C’étaient là de beaux mouvemens et de magnifiques paroles ; malheureusement ceux-là-se sont abusés qui les ont pris au sérieux, et, pour relever le prestige affaibli du grand vainqueur vaincu à son tour, ont voulu lui faire honneur d’être resté à l’heure des revers constamment inébranlable. Il n’en fut rien. Sur le champ de bataille, jamais l’énergie ne fit, il est vrai, défaut à l’homme de guerre, et si dans le moment même il résistait avec opiniâtreté aux conseils pacifiques de son entourage et de son état-major lassé de le suivre, c’est qu’il voulait en appeler encore à la fortune. Toujours infatigable, toujours confiant dans sa supériorité militaire, il avait mis son espoir dans le succès d’une manœuvre audacieuse sur les derrières mêmes de l’ennemi.
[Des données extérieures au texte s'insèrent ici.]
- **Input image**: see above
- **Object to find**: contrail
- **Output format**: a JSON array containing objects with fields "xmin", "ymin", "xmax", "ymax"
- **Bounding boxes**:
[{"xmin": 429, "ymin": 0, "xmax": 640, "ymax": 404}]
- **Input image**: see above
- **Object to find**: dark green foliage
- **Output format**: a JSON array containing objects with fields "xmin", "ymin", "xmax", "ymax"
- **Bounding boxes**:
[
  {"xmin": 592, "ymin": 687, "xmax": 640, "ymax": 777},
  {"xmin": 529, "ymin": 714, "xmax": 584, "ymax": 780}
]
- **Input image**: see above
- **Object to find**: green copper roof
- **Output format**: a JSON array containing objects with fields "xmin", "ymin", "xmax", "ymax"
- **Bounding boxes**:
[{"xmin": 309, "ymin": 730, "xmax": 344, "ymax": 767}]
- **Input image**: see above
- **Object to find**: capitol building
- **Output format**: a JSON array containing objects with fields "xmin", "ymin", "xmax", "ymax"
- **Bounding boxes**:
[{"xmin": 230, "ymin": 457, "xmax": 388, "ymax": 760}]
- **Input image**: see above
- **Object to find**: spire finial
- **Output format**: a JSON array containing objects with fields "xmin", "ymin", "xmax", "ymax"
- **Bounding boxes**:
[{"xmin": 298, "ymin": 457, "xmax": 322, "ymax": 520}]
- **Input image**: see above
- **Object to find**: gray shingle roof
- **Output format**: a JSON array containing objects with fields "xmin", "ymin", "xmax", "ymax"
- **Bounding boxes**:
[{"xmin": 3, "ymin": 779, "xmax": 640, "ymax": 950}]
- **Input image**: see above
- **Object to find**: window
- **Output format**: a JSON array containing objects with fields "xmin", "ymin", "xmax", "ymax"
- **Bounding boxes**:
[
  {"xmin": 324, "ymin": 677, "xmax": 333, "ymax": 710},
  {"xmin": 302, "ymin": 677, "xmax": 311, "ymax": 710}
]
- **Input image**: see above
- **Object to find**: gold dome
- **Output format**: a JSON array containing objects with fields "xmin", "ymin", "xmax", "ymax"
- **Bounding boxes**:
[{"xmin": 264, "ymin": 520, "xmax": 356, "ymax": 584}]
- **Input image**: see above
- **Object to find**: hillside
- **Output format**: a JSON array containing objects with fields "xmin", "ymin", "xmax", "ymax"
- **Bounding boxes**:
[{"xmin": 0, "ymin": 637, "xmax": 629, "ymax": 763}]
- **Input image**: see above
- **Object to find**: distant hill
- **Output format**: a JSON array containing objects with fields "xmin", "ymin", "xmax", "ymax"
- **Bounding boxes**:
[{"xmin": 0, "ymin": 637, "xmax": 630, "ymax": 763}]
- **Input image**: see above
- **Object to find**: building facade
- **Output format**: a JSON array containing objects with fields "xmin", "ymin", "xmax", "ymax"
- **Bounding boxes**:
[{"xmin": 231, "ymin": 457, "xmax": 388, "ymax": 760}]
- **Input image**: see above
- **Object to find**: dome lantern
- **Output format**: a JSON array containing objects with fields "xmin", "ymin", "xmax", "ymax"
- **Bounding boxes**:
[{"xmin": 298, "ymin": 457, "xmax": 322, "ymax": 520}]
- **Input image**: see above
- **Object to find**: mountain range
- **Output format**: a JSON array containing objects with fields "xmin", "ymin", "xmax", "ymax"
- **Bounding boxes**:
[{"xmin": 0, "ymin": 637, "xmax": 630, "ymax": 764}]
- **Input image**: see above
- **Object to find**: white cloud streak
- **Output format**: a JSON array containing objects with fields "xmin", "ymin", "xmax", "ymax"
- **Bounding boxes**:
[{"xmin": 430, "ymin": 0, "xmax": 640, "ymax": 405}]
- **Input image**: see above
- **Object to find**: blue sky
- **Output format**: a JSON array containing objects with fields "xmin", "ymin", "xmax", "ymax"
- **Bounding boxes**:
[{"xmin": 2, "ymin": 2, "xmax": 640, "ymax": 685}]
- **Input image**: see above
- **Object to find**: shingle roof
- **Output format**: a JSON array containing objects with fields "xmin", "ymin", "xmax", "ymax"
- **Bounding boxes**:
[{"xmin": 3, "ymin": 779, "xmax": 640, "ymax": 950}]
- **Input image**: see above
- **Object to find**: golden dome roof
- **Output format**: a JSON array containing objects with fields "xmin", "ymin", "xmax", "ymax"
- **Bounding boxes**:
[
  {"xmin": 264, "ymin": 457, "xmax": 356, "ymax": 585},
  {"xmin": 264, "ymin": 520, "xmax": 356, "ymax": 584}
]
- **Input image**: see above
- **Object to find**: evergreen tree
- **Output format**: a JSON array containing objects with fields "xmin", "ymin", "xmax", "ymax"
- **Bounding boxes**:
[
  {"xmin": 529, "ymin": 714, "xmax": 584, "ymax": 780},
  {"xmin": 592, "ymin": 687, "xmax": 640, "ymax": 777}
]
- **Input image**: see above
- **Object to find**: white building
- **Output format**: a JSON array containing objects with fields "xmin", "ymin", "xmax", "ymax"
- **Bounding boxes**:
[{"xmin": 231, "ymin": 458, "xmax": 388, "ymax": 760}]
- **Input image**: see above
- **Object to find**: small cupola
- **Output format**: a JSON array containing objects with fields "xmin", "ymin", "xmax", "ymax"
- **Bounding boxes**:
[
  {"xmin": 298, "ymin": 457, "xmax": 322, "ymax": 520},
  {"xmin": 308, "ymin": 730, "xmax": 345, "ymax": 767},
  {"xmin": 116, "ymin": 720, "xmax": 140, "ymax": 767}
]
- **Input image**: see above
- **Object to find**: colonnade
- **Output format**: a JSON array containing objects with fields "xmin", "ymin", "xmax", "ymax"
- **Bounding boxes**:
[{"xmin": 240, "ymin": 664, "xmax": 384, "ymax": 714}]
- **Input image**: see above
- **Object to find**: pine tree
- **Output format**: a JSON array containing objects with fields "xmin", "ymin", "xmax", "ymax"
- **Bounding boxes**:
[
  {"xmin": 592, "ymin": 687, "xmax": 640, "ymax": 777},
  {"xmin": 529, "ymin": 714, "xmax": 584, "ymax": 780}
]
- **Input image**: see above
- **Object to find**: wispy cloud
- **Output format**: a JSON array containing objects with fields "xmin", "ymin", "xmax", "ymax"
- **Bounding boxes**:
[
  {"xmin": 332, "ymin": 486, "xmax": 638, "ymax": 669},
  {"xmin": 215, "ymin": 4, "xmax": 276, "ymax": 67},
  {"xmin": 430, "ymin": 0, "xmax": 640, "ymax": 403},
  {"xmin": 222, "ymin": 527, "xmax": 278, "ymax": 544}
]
Quand la vanité de cette dernière chance de salut lui fut démontrée, quand il s’aperçut que, malgré son essai de diversion, les armées alliées avaient continué de marcher droit sur Paris, quand le péril de sa situation lui apparut enfin manifeste, imminent, inévitable, la force de son âme faillit à l’épreuve. Sans transition comme sans embarras, il résolut aussitôt de tout céder. Deux dépêches datées de Doulevent le 25 mars, et dictées coup sur coup au duc de Vicence, annoncèrent à M. de Metternich que l’empereur acceptait en bloc, purement et simplement, ces mêmes conditions déclarées quarante-huit heures auparavant inadmissibles et honteuses. Arrivées trop tard et comme perdues dans le flot des désastres qui ont précipité la ruine de l’empire, ces lettres n’ont point influé sur le cours des événemens. À peine l’histoire en a-t-elle parlé ; l’authenticité en est toutefois incontestable.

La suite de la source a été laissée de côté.